Webhooks

Overview

Whenever an event occurs in the InPlayer platform, that is of interest to you as our merchant, we automatically notify you using webhooks. Even more so, you can build or set up applications which are subscribed to certain events on our platform. When these events are triggered, we send HTTP POST requests with specific payloads to the webhooks' configured URL.

Typically, the webhooks are being used for creating or updating a platform action/operation tracker for triggering marketing campaigns, for syncing data between platforms, or for fetching results of backend applications' operations.

You can install a handful of webhooks on your merchant account by setting up a webhook URL and by selecting the specific events you have interest in being notified of. You can find the webhooks’ setup details and other options in the Webhooks Settings section.

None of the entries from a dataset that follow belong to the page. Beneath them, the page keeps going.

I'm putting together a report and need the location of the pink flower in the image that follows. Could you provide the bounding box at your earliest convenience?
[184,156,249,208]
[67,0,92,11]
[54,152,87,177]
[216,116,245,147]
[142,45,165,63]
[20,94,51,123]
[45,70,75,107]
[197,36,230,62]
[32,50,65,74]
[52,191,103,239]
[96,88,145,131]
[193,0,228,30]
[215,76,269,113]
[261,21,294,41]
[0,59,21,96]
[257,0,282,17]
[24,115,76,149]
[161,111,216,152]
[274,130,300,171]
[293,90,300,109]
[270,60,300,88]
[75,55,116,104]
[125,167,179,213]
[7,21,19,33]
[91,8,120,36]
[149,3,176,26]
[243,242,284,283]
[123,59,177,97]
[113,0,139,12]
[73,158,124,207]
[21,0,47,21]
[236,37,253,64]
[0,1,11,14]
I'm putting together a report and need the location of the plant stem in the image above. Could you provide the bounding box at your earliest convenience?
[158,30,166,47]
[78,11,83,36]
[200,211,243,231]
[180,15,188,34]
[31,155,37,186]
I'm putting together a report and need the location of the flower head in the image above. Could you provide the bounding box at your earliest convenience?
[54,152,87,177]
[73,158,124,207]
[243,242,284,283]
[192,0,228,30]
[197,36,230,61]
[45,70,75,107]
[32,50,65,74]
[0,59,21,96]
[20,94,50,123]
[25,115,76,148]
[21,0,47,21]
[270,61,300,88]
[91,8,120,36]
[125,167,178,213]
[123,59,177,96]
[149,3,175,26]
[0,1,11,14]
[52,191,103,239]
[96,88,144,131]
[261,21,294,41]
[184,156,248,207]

More precisely, once you navigate to the InPlayer’s dashboard, open the top right-hand corner menu and choose 'Webhooks'.

Payloads

Each event type has a specific payload format. The InPlayer webhooks’ payload has two main parts: payload headers and payload data.

Payload headers

The HTTP POST requests sent to your webhook URL have several headers, including the custom InPlayer signature header. You will use this signature to validate the event concerned, as described in the validating events section.

Header	Value
X-InPlayer-Signature	The signature is created by hashing your secret key together with the request payload, using the sha256 algorithm
Content-Type	application/x-www-form-urlencoded

Another header we send in the POST requests is Content-Type: application/x-www-form-urlencoded which indicates the media type of the resource that we send to your server. The keys and values are encoded in key-value tuples separated by '&', with an '=' between the key and the value. The non-alphanumeric characters in both keys and values are percent encoded. Here is an example request:

POST / HTTP/1.1

Host: foo.com

User-Agent: InPlayer/WHS-2.0

Content-Length: 460

Cache-Control: no-cache

Content-Type: application/x-www-form-urlencoded

X-Inplayer-Signature: sha256=93d44e3e8bddac4e1a4acd5e76108cfe564b62a29cf0224867c92204adae5147

created=15475835&id=2333&resource%5Bfoo%5D=bar&type=payment.success

Payload data

The Payload data holds all the relevant information regarding the event concerned, in the following structure:

Data	Description
id	Unique alpha-numeric string that is generated for each sent event
created	Unix timestamp of the event
type	The type of event
resource	Array of all the information connected to the resource/operation that you receive for each event

Events

When configuring webhooks, you can choose one or several events that you would like to receive payloads for. The following section offers more details about each webhook and event in our Platform.

Account Webhooks

Account webhooks are fired to notify you of events that occur whenever an operation concerning our Accounts Service is taking place. Usually, they are used to inform the merchant of the most important actions their customers had performed using their accounts.

Below you can find an illustration of the account webhooks within our platform.

customer.registered

Webhook Type	Description
customer.registered	Fired to notify you that a new customer is registered

Example Payload Data:

created=1547543325

id="6c9fb170-e0b8-4559-b442-0c986f6354b8"

resource[active]=false

resource[completed]=true

resource[created_at]=1547543324

resource[email]="customer@inplayer.com"

resource[full_name]="Customer Name"

resource[date_of_birth]=1547543324

resource[id]=29237

resource[merchant_id]=68

resource[merchant_uuid]="c6f4002f-7415-4eb6-ab03-72b0f7aff0e8"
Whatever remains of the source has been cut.